Mosiah 12:29 Textual Variants

Royal Skousen
why do ye commit whoredoms and spend your strength with harlots yea and cause this people to commit sin that the Lord hath [sent >+ cause send >js cause to send 1|cause to send ABCDEFGHIJKLMNOPQRST] me to prophesy against this people

Here in the printer’s manuscript, Oliver Cowdery initially wrote “hath sent me”, which is the language he expected. Somewhat later, with heavier ink flow, Oliver corrected this perfectly acceptable reading to the rather unusual “hath cause to send me”, although it should be noted that he neglected to insert the infinitival to (he actually wrote “hath cause send me”). The 1830 typesetter added the necessary to in the 1830 text, and Joseph Smith himself later inserted the to in the printer’s manuscript when he edited the text for the 1837 edition.

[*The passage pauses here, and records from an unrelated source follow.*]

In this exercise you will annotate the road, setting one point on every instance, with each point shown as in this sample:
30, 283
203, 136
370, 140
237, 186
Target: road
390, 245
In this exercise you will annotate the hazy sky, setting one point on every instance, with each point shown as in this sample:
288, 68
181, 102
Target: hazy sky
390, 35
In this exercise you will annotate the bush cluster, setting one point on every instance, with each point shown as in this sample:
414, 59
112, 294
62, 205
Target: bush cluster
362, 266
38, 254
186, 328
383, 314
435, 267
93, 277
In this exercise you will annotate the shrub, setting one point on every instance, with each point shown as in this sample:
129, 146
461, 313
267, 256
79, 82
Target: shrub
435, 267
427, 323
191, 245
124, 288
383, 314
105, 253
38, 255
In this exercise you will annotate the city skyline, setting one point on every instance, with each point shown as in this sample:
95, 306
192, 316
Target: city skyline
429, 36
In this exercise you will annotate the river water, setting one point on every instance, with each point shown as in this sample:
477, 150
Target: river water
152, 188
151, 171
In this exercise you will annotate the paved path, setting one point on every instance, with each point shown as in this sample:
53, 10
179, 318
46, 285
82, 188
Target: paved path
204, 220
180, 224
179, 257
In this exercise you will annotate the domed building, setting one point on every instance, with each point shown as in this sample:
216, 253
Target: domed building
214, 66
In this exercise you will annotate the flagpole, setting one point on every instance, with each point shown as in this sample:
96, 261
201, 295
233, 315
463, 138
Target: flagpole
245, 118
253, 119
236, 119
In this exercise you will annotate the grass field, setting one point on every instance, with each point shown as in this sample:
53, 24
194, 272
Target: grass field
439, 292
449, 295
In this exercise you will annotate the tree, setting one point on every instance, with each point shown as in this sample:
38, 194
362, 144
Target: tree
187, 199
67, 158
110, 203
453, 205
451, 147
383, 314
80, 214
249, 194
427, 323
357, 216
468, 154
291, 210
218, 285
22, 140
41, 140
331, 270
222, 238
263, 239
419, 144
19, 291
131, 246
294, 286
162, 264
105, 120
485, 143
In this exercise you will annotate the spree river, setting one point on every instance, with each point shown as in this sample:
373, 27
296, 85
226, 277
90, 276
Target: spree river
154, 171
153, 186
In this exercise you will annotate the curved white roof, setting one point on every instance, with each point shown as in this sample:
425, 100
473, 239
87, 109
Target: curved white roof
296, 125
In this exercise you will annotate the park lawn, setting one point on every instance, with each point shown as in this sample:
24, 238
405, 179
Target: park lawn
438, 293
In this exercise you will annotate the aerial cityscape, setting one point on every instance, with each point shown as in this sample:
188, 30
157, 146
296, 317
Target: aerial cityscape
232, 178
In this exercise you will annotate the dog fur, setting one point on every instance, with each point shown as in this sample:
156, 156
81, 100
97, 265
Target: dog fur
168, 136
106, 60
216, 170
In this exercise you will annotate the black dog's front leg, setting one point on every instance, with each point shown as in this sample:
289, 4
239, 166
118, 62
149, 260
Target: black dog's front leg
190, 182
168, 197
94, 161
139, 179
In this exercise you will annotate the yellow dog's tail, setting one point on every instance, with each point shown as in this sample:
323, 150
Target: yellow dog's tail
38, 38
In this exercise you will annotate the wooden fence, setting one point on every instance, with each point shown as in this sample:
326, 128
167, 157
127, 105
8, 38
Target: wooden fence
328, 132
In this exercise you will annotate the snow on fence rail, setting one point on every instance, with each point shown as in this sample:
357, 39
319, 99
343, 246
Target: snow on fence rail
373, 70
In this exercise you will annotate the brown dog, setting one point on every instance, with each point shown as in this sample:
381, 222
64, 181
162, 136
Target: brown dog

Elsewhere there are 49 examples where the text refers to the Lord sending someone, but none of the Lord “having cause” to send someone. Thus there would have been no motivation here in Mosiah 12:29 for Oliver Cowdery to have edited the text from “hath sent” to “hath cause to send”. It is true that in the preceding clause Abinadi used the verb cause when he asked why the priests “cause this people to commit sin”. Of course, the noun cause in “the Lord hath cause to send me” is used quite differently. Ultimately, there was no need to edit the text here in Mosiah 12:29 except that the original manuscript must have read “hath cause to send”.

The use of the phrase “to have cause to do something” is fairly frequent elsewhere in the Book of Mormon text:

All the evidence argues that Oliver Cowdery’s later correction in Mosiah 12:29 is the reading of the original text.

Summary: Retain in Mosiah 12:29 Oliver Cowdery’s corrected reading in 𝓟, “the Lord hath cause to send me”; this correction undoubtedly follows the reading of the original manuscript, no longer extant for any of the book of Mosiah.